Ces derniers temps, les intelligences artificielles capables de générer des images à partir de requêtes textuelles font beaucoup parler d’elles. Cette fois, c’est à un tout autre domaine artistique auquel s’attaque le géant Google. L’entreprise travaille sur une IA qui compose de la musique à partir de descriptions : MusicLM. Elle n’a toutefois pas l’intention de la rendre accessible pour le moment.
« La bande sonore principale d’un jeu d’arcade. Elle est rythmée et entraînante, avec un riff de guitare électrique accrocheur. La musique est répétitive et facile à mémoriser, mais avec des sons inattendus, comme des coups de cymbale ou des roulements de tambour » : c’est à partir de ce type de description que MusicLM, l’intelligence artificielle développée par Google, compose des musiques.
Quelques résultats de ces requêtes, publiés sur une page dédiée, laissent songeurs… Malgré le degré de subjectivité que supposent les descriptions, elles semblent assez bien prises en compte par MusicLM. Les musiques créées vont jusqu’à 5 minutes, tout en gardant une certaine cohérence au fil du temps. « Transformer une simple description textuelle en une séquence audio riche, dotée d’une structure à long terme (…), reste un défi », souligne l’entreprise dans l’article rédigé par ses scientifiques, publié sur arXiv dans l’attente d’une relecture par des pairs.
Un défi qu’auraient eu du mal à relever certaines IA du même type qui ont précédé MusicLM. Au-delà de la description par texte, il est possible d’ajouter une mélodie : sifflotée, par exemple, qui s’ajoute aux données prises en compte par l’IA. Bien entendu, l’IA présente tout de même quelques points faibles : certains échantillons montrent des distorsions. De manière générale, MusicLM n’est pas non plus une experte de la voix : les mélodies chantées le sont d’ailleurs dans un simili de langage qui ne présente pas de sens particulier.
Pour parvenir à ce résultat, Google a nourri son IA de données. De fait, la plupart des « intelligences artificielles » existantes à ce jour sont en réalité ce qu’on devrait appeler plus justement des programmes « d’apprentissage automatique ». Le principe est d’entraîner ces programmes à accomplir leur tâche en leur fournissant un grand nombre de données pertinentes. Les IA les analysent alors, et en extraient des connexions logiques.
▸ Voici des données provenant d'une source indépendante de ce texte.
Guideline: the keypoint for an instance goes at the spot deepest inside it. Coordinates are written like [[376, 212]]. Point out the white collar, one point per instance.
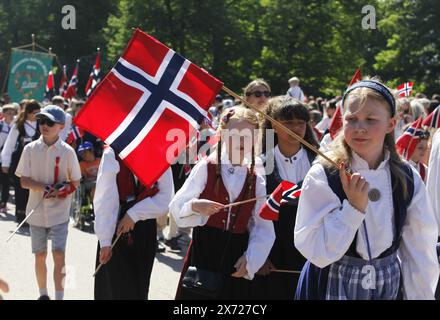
[[297, 156], [359, 163]]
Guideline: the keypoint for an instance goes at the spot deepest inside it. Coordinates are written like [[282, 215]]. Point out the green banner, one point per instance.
[[28, 74]]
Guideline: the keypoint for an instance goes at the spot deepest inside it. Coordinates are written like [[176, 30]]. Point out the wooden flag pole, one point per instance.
[[281, 126], [286, 271], [235, 204], [113, 244]]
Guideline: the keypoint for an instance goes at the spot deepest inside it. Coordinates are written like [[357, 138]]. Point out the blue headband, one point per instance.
[[376, 86]]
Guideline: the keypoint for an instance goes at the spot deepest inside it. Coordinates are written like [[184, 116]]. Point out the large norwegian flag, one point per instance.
[[407, 142], [405, 89], [50, 87], [71, 89], [356, 77], [95, 76], [149, 92], [433, 119], [285, 192], [63, 82]]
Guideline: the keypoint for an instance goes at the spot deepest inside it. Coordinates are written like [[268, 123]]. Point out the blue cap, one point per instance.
[[54, 113], [85, 146]]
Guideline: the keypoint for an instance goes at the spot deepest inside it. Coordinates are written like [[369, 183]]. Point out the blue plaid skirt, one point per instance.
[[353, 278]]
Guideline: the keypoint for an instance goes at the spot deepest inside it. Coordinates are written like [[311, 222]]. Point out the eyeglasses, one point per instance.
[[46, 121], [259, 94]]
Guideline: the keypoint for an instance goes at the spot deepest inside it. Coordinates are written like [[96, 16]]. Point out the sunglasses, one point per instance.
[[259, 94], [46, 121]]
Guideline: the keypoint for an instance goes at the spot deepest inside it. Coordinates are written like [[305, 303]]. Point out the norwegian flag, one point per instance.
[[74, 134], [63, 82], [285, 192], [336, 122], [405, 89], [71, 89], [149, 92], [356, 77], [95, 76], [433, 119], [50, 87], [407, 142]]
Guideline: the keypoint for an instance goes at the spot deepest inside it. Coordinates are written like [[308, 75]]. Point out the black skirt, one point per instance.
[[206, 251], [127, 274]]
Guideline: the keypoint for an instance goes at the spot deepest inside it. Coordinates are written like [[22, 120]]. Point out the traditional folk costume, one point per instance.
[[220, 240], [387, 253], [284, 255], [118, 192]]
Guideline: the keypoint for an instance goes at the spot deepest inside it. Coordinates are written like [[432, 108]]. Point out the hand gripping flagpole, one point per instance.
[[25, 219], [283, 128], [113, 244]]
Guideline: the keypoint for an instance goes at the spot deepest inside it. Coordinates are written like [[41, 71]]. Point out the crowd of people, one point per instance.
[[374, 209]]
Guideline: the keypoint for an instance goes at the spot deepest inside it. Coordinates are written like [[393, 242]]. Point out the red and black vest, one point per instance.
[[240, 214]]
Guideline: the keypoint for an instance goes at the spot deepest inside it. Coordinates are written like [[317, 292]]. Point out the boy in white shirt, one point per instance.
[[44, 164]]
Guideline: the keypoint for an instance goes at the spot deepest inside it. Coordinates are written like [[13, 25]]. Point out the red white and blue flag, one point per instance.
[[149, 93], [405, 89], [63, 82], [285, 192], [433, 119], [95, 76], [50, 87], [71, 89], [74, 134], [407, 142]]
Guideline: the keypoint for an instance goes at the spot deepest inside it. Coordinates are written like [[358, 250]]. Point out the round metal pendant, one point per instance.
[[374, 195]]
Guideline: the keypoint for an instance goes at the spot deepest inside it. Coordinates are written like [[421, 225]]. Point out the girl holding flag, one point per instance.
[[230, 243], [290, 161], [371, 235]]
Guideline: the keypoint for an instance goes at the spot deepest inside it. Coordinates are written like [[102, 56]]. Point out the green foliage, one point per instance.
[[322, 42]]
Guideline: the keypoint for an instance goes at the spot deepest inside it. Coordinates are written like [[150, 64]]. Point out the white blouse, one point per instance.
[[106, 200], [292, 169], [261, 232], [433, 178], [11, 140], [325, 228]]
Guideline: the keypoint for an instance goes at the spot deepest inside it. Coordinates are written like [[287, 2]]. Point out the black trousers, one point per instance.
[[126, 276], [4, 181]]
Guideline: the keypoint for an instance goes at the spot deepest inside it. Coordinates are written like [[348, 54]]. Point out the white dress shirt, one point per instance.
[[11, 140], [67, 127], [38, 163], [433, 180], [106, 200], [4, 133], [325, 228], [261, 232]]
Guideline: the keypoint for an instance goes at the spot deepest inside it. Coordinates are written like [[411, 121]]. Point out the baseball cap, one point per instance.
[[54, 113]]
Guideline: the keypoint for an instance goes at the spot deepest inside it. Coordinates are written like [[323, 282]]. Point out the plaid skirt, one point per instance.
[[353, 278]]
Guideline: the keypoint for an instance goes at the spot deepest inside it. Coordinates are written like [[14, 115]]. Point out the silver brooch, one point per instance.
[[374, 195]]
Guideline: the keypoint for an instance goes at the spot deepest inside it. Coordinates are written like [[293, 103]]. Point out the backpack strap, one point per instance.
[[400, 204]]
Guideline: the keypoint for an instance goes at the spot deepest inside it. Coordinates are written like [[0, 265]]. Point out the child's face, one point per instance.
[[365, 126], [257, 97], [298, 126], [88, 155], [50, 132], [239, 137], [420, 151]]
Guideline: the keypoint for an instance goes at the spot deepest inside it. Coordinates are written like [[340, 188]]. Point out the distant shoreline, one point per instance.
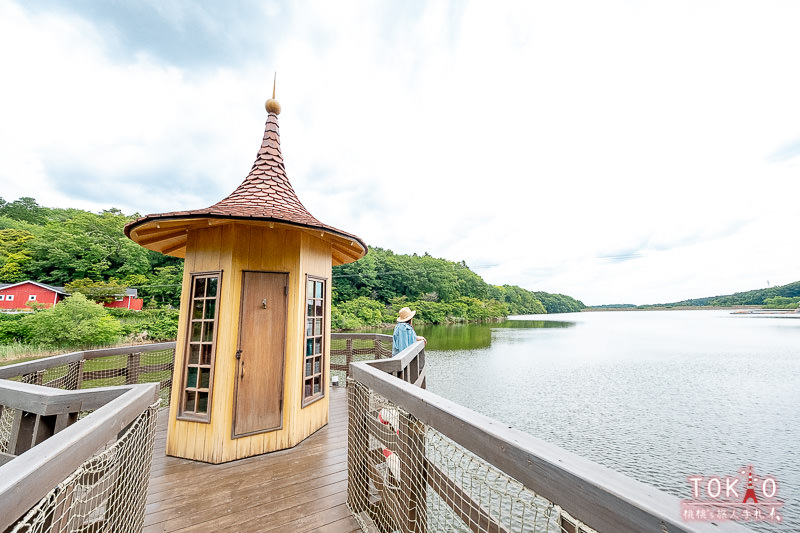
[[737, 309]]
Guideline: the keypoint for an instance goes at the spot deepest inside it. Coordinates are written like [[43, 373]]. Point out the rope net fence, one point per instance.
[[125, 369], [404, 475], [350, 350], [106, 493]]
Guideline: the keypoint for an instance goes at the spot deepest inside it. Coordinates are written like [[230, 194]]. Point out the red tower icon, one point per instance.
[[750, 493]]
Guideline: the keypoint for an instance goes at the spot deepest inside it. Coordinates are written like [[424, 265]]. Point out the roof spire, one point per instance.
[[272, 105]]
Elles deviennent de plus en plus précises à mesure qu’elles s’entraînent sur de la donnée. En l’occurrence, MusicLM a été entraînée à partir de 280 000 heures de musique, soit 5 millions de clips audio. Les scientifiques de Google ont également utilisé un set de 5500 musiques associées à des descriptions textuelles réalisées par des musiciens professionnels. Une base de données intitulée MusicCaps, que l’entreprise a décidé de laisser en libre accès pour de futures recherches sur des sujets similaires.
Des questionnements éthiques
Les scientifiques de Google ne s’en cachent pas : leurs travaux soulèvent des questionnements éthiques : « Nous reconnaissons les risques associés à la génération de musique, en particulier le détournement potentiel du contenu créatif. Nous insistons fortement sur la nécessité de poursuivre les travaux futurs pour aborder ces risques associés à la génération de musique – nous n’avons pas l’intention de publier des modèles à ce stade », rassurent-ils.
Il faut dire que récemment, les intelligences artificielles capables de créer des œuvres artistiques à partir de simples requêtes écrites font des vagues dans la communauté artistique. Une plainte collective a même été déposée contre plusieurs entreprises qui avaient utilisé StableDiffusion, une IA entraînée à partir d’œuvres récupérées sur internet sans le consentement de leurs créateurs. Les chercheurs de Google semblent s’être montrés plus prudents. La base de données utilisée pour entraîner MusicLM est Free Music Archive, une base de données en accès libre, composée de musique accessible sous licence Creative Commons. Il faut noter que même si cette licence permet un partage et une utilisation plus libre des œuvres, elle protège tout de même juridiquement les droits d’auteur.
Or, les scientifiques de Google ont pu constater que quelque 1% des créations de leur IA n’étaient autres que des copies des données utilisées pour l’entraînement. Sans doute est-ce là l’une des raisons pour lesquelles l’IA ne sera pas lâchée telle quelle dans la nature.